On peut alors occuper ce père et son fils, leur offrir un loisir, tout en vidant leur rivière de ses derniers poissons. On peut laisser les gens sérieux s'occuper de cette nature que les incorrigibles nostalgiques refusent de voir changer. D'ailleurs, la loi d'avenir pour l'agriculture les définit, ces gens sérieux, puisque, à la demande de la FNSEA, ne pourront plus obtenir le statut d'agriculteur actif que ceux qui possèdent un minimum de bêtes et d'hectares. Comme le dit le président de la FNSEA, lui-même industriel des agrocarburants et de l'importation de poulet brésilien à bas coût, «celui qui a deux hectares, trois chèvres et deux moutons n'est pas agriculteur.» Il est vrai que celui-là ne doit pas avoir de quoi acheter du Roundup…
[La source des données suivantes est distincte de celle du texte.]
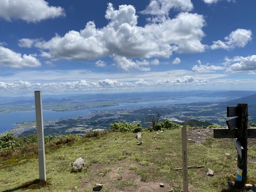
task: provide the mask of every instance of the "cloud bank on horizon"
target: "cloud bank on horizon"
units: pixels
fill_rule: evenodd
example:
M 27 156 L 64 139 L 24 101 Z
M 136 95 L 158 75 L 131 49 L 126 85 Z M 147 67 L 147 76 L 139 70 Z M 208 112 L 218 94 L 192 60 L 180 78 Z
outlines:
M 256 14 L 252 5 L 251 13 L 230 0 L 99 0 L 79 12 L 86 1 L 49 1 L 0 0 L 1 94 L 249 90 L 256 81 L 256 27 L 242 20 Z M 85 21 L 98 16 L 98 6 L 106 7 L 105 18 Z M 234 7 L 244 17 L 239 22 L 215 12 L 231 17 Z M 76 13 L 84 18 L 76 20 Z M 85 26 L 78 30 L 80 21 Z

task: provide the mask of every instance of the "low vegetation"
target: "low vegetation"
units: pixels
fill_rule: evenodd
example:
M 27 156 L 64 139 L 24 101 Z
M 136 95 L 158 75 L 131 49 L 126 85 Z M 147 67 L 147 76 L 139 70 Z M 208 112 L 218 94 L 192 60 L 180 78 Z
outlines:
M 117 127 L 129 127 L 125 122 L 115 123 Z M 162 123 L 165 127 L 169 124 Z M 140 126 L 136 124 L 131 127 L 133 126 L 135 127 L 127 128 L 129 131 L 126 132 L 113 128 L 114 131 L 92 131 L 82 136 L 69 134 L 46 137 L 47 182 L 38 180 L 36 135 L 18 138 L 10 133 L 5 135 L 0 138 L 1 191 L 92 192 L 94 185 L 101 183 L 103 185 L 101 191 L 103 192 L 120 189 L 136 192 L 145 184 L 162 182 L 166 191 L 172 188 L 180 192 L 182 186 L 182 171 L 172 169 L 182 167 L 181 129 L 169 129 L 172 130 L 159 134 L 145 132 L 141 138 L 136 139 L 132 130 Z M 232 140 L 206 139 L 202 143 L 188 143 L 188 166 L 204 166 L 188 170 L 189 191 L 234 191 L 226 183 L 227 180 L 235 181 L 236 178 L 237 155 Z M 142 145 L 137 145 L 138 140 L 143 142 Z M 254 184 L 255 148 L 255 143 L 248 147 L 248 181 Z M 225 153 L 231 155 L 227 156 Z M 74 173 L 71 165 L 80 157 L 84 159 L 88 169 Z M 208 168 L 214 171 L 214 176 L 206 176 Z M 248 191 L 246 190 L 242 191 Z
On peut continuer à déplorer la disparition des brochets et des papillons autour d'un repas estival et puis se faire croire que tout cela est le fruit de la fatalité. On peut voter une loi de transition énergétique sans rien changer au système économique qui impose de consommer toujours plus d'énergie, et voter une loi agricole qui achève de tuer les paysans en perpétuant une logique d'industrialisation qui non seulement les fait disparaître, mais somme les survivants de produire à bas coût, en remplaçant les bras par la chimie, pour supporter la concurrence de pays sans normes écologiques et sociales. On peut continuer à nourrir les enfants des écoles ou les malades des hôpitaux avec des produits pollués importés de très loin au nom du mieux-disant financier au lieu de leur offrir des produits cueillis du matin, encore vivants, et récoltés par leur voisin, leurs parents, dans un bassin d'emploi revivifié. On peut croire à la fatalité. Mais on peut aussi penser que les brochets et les saumons, les papillons et les éphémères, sont éminemment politiques.